The vulnerabilities affect versions of Lotus Notes 6.5.4 and 7.0 or earlier, according to an advisory released Friday by security firm Secunia, which discovered the flaws.

"This is big problem because a very large number of corporations use Lotus Notes," said Thomas Kristensen, Secunia's chief technology officer. "When users receive an e-mail with an attachment, all they have to do is click on the attachment to read it, and their systems are vulnerable to a remote attack."

IBM issued a security update, 7.0.1, this week and 6.5.5 in December.

"Secunia contacted IBM Lotus to report five buffer overflow vulnerabilities and one directory traversal vulnerability in the KeyView viewers used in Lotus Notes," IBM said its in its security advisory. "To successfully exploit these issues, an attacker would need to send a specially crafted file attachment to users, and the users would have double click and 'view' the attachment."
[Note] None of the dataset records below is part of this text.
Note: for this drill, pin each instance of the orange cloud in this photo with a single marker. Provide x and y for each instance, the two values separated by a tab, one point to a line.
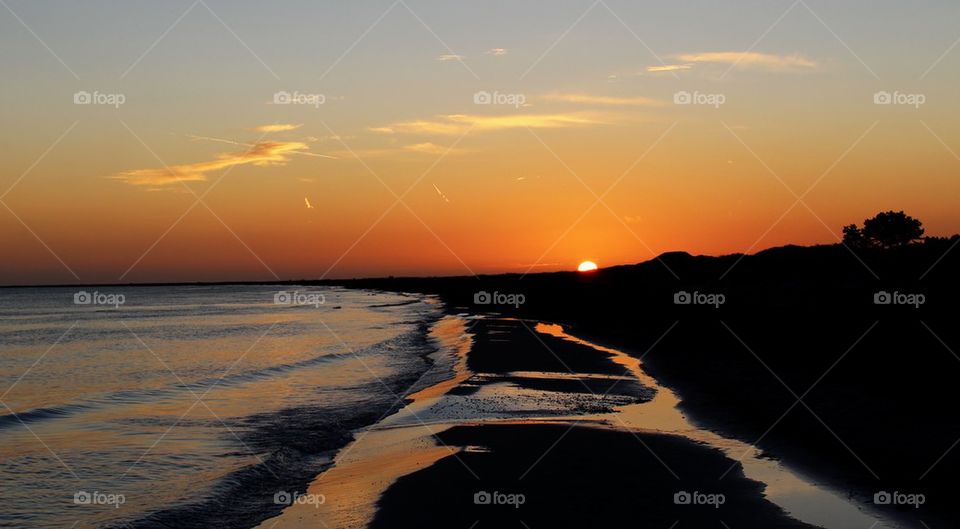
460	123
604	100
755	60
669	68
263	153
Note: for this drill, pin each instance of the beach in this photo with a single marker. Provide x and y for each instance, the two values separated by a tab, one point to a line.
543	428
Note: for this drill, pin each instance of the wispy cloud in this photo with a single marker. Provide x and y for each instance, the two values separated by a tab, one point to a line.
429	148
262	153
278	127
754	60
669	68
415	148
460	123
588	99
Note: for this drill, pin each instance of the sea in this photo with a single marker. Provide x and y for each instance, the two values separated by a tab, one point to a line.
195	406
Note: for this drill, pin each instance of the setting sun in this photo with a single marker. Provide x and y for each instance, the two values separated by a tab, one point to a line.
587	266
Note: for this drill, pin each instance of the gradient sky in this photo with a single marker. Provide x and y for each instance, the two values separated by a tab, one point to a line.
94	193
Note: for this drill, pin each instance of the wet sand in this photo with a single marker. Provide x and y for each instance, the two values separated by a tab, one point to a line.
601	444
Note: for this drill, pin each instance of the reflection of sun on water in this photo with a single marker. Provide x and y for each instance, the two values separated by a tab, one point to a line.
587	266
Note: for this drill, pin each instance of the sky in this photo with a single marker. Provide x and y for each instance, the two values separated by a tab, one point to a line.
214	140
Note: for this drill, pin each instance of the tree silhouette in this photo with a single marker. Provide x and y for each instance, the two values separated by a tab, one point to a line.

One flaw, for example, occurs when checking for the existence of a compressed file in a ZIP archive. Vulnerabilities in Notes could be exploited when a user extracts a compressed file with a long file name within the Notes attachment viewer, leading to a buffer overflow and remote execution of code, according to Secunia.

Users may also find their systems exploited when using the Notes attachment viewer to open an encoded file with an overly long file name. A malicious encoded file could result in a buffer overflow and remote code execution, Kristensen said.

Lotus' attachment viewer, a built-in function of the software, allows users to view a wide range of file formats without requiring the specific application to be installed on their system to read the file.

Other vulnerabilities found in Lotus Notes include a boundary error in the HTML speed reader. When a user views a malicious HTML document, an attacker would exploit the flaw and take over a user's system that was running Lotus Notes.